Rolling in Dough
This message is intended primarily for Shalampaxians, but the rest of you might want to take note as well as it could change your life.
Something was recently brought to my attention that threw me for a loop. I’m sure this will surprise you as much as it did me. According to a number of highly placed, well-informed, leading semanticists—whatever the hell they are—the expression “rolling in dough,” something that all of us here in Shalampax fervently strive for, is apparently not meant to be taken literally.
Then again, if you enjoy it, feel free to continue.
The owner of the Shalampax Grocery informs me that he will not provide refunds for any unused flour.
However, if you want to get rid of any dough that you have already rolled in, Rottentomato, the owner of Shalampax’s Most Expensive Restaurant, has confirmed that he will be happy to accept it. And the best part is that he will not charge you any dumping fees. Isn’t he a swell guy?
For the next few weeks, expect the breads and pastries on offer at Shalampax’s Most Expensive Restaurant to have a none to subtle aroma and taste of perspiration, along with traces of other body fluids and solids.





Dear Birdinhand and fellow Shalampaxians,
For many years I have practiced the “art” of rolling in the dough with all the enthusiasm of an Olympic contender, I never tire of this activity. In fact, I much prefer this to rolling in the hay.
Rottentomato may allow you to dump for free, but I am offering a penny a pound for your used dough. Call me at BR-549 for pick up.
Signed,
Yeastiegirl
@MadMadMargo: Yeastiegirl, You sound like our type of woman! I seriously doubt that Shalampaxians will stop this activity now that they know that it’s not what was meant by the expression “rolling in dough.” Most of us love it.

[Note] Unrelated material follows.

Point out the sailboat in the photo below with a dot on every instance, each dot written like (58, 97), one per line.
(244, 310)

You mention that you prefer it to rolling in hay. Are you aware that “a roll in the hay” is a euphemism for for sex? I learned this only recently. We don’t have any hay here, but there has been plenty of sex going on while rolling in dough, which explains the traces of other body fluids. It’s also what gives our bread its unique flavor.
As to your offer of a penny a pound, you’ll probably win that competition. Rotentomato is a cheap bastard, which is a trait that runs deep in the Shalampaxian gene pool.

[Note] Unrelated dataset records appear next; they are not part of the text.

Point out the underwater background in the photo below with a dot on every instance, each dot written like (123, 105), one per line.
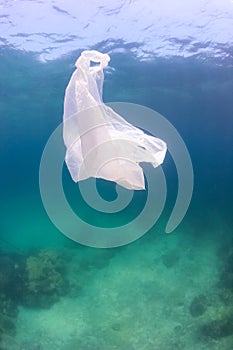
(163, 291)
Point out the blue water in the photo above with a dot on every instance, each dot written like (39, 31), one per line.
(139, 296)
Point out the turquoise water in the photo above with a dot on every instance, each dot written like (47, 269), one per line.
(160, 292)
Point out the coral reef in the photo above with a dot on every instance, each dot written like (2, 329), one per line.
(45, 280)
(217, 329)
(198, 305)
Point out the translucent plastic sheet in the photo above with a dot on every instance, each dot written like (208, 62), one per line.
(100, 143)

I was thinking that I would start making my breads by rolling in the dough first so that there would be that personal element of individualized sweat to provide the perfect saltiness needed since I’ve grown tired of sea salt and kosher salt….until I read the part about “traces of other body fluids and solids.”
I’m just not sure how to adjust my bread recipes for that mysterious “solids” element – and no, I don’t think I want someone to solve that mystery for me. Indeed, ignorance may well be bliss – a concept that I think most if not all Shalampaxians may embrace.
@David: It’s too bad you’re queazy about the possibility of bodily solids. Rolling in dough can make the kneading process so much more enjoyable. You just have to acquire a taste for some of the strange flavors that might work their way into the mix — and you can’t be too particular about sanitation.
And, if you’ll look a few comments up you’ll see there’s an open offer from Yiestiegirl to take it any leftovers off your hands for a penny a pound.